Durante esos días o semanas de espera, la cadena se contamina con el viejo vicio de la supervivencia. En un país donde el salario medio no alcanza ni para una semana de alimentos, la corrupción menor se vuelve rutina: el chofer que desvía una caja, el almacenista que “ajusta” los números, el funcionario que cambia el destino de un lote. No se trata solo de avaricia, sino de hambre estructural. El llamado “luchador” —esa figura tan cubana del que “resuelve”— opera en todos los niveles, y la ayuda humanitaria, lejos de escapar de esa lógica, se convierte en su presa más vulnerable. Parte de lo que llega se reparte, otra parte se pierde en el camino, y otra acaba revendida en el mercado informal.
A todo eso se suma un factor que agrava el colapso: la crisis económica y energética.
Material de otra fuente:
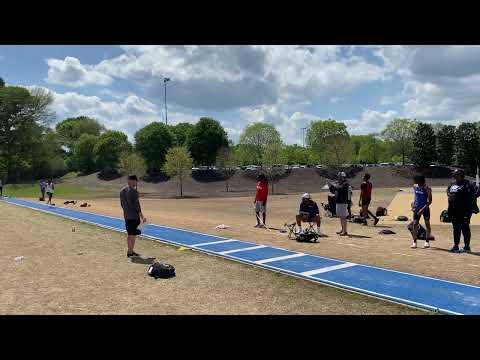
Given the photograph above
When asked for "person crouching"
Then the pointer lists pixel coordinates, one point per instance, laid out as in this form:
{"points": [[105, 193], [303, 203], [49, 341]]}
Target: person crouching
{"points": [[308, 212]]}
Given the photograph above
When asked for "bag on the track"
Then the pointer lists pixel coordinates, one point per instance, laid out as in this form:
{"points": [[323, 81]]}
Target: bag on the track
{"points": [[307, 237], [161, 271], [422, 232], [381, 211], [358, 219], [444, 216]]}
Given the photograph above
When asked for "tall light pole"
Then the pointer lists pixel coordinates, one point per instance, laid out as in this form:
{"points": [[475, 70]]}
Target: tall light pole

Mover un contenedor desde el puerto de Santiago hasta una comunidad rural requiere combustible que no hay, camiones que no arrancan y choferes que han abandonado sus puestos. Los almacenes donde se guardan los productos dependen de electricidad constante para mantener la refrigeración o registrar inventarios en la computadora, pero los apagones —que duran horas o días— interrumpen todo. Cada hora sin corriente acelera la descomposición de los alimentos y retrasa la entrega. El tiempo, literalmente, pudre la ayuda.
Por eso, cuando madres como Yurisleidis Remedios preguntan “¿dónde están las donaciones?”, la respuesta no es solo política: es logística. La ayuda no desaparece en un acto de corrupción puntual; se hunde en un sistema que, por diseño, convierte cada trámite en obstáculo. El Estado centraliza todo para garantizar transparencia, pero lo único que logra es convertir la emergencia en espera y el auxilio en frustración.
Así, la burocracia termina siendo el peor enemigo del socorro. Los cargamentos que podrían aliviar el hambre de miles se amontonan bajo candados y planillas, y cuando por fin se liberan, ya es tarde: la leche se ha cortado, los colchones están mojados, los medicamentos vencidos. En esa inercia —entre el papeleo y la falta de energía—, el país vuelve a su punto de partida: con ayuda en los puertos y hambre en los hogares.
Hasta entonces, la pregunta seguirá rebotando de un barrio a otro: sigue llegando la ayuda, sí, pero… ¿dónde está?